From Profootballtalk.com

CHANCES ARE THAT CULPEPPER IS DONE

As of right now, the chances (we're told) of quarterback Daunte Culpepper returning to the Dolphins in 2007 are 60-40 against. If the Fins were somehow able to finagle both David Carr and Trent Green, the number would shoot to, in our view 99.9-0.1.

The vikes at least did something right in the past 2 years. But can we depend on the Qbacks we now have on our the roster :roll:


----------



## djleye (Nov 14, 2002)

The Vikes need to work on David Carr!!!!!!!!!


----------



## jp (Aug 13, 2003)

Unless Childress is being coy, Carr is not on the Vikings "RADAR"!!
Not wanting to buy a used car and having to fix it. Stated that Carr has a release mechanics that is too low, among other faults noted in an article appearing recently in the Startribune.

I wonder how many season ticket holders have already declined the purchase of tickets this coming season? And will the streak of sell-outs still be intact after this year? Way too many holes to fill if we are counting on just the draft. :eyeroll:

jP


----------



## always_outdoors (Dec 17, 2002)

Who's Culpepper? Was he a QB in the NFL? Must not have been much....oh wait... he wasn't.

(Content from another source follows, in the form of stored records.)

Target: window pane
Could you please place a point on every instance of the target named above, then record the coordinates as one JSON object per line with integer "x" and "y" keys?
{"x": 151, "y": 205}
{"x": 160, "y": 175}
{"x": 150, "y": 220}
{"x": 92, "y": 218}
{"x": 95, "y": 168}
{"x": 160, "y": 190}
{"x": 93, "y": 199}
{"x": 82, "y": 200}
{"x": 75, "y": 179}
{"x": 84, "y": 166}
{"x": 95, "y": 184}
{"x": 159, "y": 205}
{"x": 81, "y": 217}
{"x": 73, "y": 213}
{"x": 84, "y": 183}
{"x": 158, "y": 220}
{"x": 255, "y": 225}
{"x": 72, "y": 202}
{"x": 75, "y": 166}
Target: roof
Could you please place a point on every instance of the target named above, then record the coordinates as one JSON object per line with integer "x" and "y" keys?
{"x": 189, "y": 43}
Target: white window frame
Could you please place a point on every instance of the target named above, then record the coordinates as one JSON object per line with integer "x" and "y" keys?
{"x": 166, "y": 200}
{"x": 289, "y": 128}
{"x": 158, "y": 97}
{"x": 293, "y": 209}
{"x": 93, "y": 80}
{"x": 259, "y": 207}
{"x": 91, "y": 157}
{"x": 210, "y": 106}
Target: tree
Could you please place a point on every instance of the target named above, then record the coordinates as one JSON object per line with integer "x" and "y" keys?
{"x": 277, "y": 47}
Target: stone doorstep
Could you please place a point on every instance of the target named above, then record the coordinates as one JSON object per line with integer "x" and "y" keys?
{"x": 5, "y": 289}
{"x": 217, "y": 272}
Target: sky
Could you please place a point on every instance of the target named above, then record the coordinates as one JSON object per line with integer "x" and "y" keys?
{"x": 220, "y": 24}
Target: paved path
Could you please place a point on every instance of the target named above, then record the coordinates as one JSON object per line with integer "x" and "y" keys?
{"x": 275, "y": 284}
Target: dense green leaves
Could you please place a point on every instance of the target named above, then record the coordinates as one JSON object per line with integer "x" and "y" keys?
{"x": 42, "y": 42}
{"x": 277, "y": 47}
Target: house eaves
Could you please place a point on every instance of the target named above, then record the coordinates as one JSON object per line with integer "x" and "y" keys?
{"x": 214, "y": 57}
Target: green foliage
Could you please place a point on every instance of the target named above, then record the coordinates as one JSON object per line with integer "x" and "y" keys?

bye, bye Daunte. I hear they are looking for Captains for charter boats on Lake Minnetaunken. :rollin:


----------



## jgat (Oct 27, 2006)

I was not planning on renewing my season tickets for next year, the first time in 10 years. The Viking ticket office called me last week and told me that my season tickets had gone down in price by over $150 per seat. The price is the lowest it has been since 98. I decided to renew. I'm not sure why. I guess I figure there will most likely be a blackout or two so why not. I love the Vikes, win or lose. Sunday would not be the same watching the games from my couch. I thought my passion for the Vikes was dwindling after this season, but after all the Randy Moss to green bay talk happened a few weeks ago, I was as fired up as ever.


----------



## Dak (Feb 28, 2005)

Alright jgat! Stay optimistic!


----------



## MOB (Mar 10, 2005)

I think it's time for the vikes to make another Hershel Walker deal! Maybe a double H.W. deal, trade all their draft picks and good? players for Daunted and Randy! Remember how much they helped the Cowboys?


----------



## fargojohnson (Oct 17, 2005)

This is the time to see the real fans. I will get my season tickets for sure. JGAT where were yours I will take them also. Now is the time to rise up and support our team. This year may not look good may not be good but aleast I will be there for them and love this team forever. Anybody who can't do that might as well go cheer for the colts.


----------



## Dak (Feb 28, 2005)

Rock on!


----------



## woodpecker (Mar 2, 2005)

xxxxxxxxxxxxxxxxxxxxxxxxxxxxx


----------



## jgat (Oct 27, 2006)

fargojohnson, I am renewing my tickets. Im in section 224. Where are you at? I agree, this is the time you will see the die hard fans. I'll always bleed purple no matter what. Being a Vikings fan is tough at times, especially when you are surrounded by cheeseheads.


----------



## djleye (Nov 14, 2002)

> Didn't he play for a rec. league team down in the cities? I think they had purple uniforms, but it's hard to keep track of all the city league teams. If I remember right they used to have another player that liked to ram into police officers with his car. Who in the heck was that team???


Two Words..........Jake Plummer!!!!!!!!! :eyeroll:


----------



## woodpecker (Mar 2, 2005)

xxxxxxxxxxxxxxxxxxxxxxxxx


----------



## 870 XPRS (Mar 12, 2003)

I thought Peyton Manning was the QB of the Colts,,,hmmm must have fell asleep for a few years.


----------



## 280IM (Mar 28, 2005)

What college did Culpepper go to or did he go?


----------



## Dak (Feb 28, 2005)

Central Florida


----------



## fargojohnson (Oct 17, 2005)

JGAT,

I'm in sec. 236 row 6 seats 8-11. Have you ever seen that dude who were like a rubber viking thing on his head and paints his whole head purple. Also he has a jersey with camo pants, his jersey number is 10 with TARK on the back. Anyway thats my section.


----------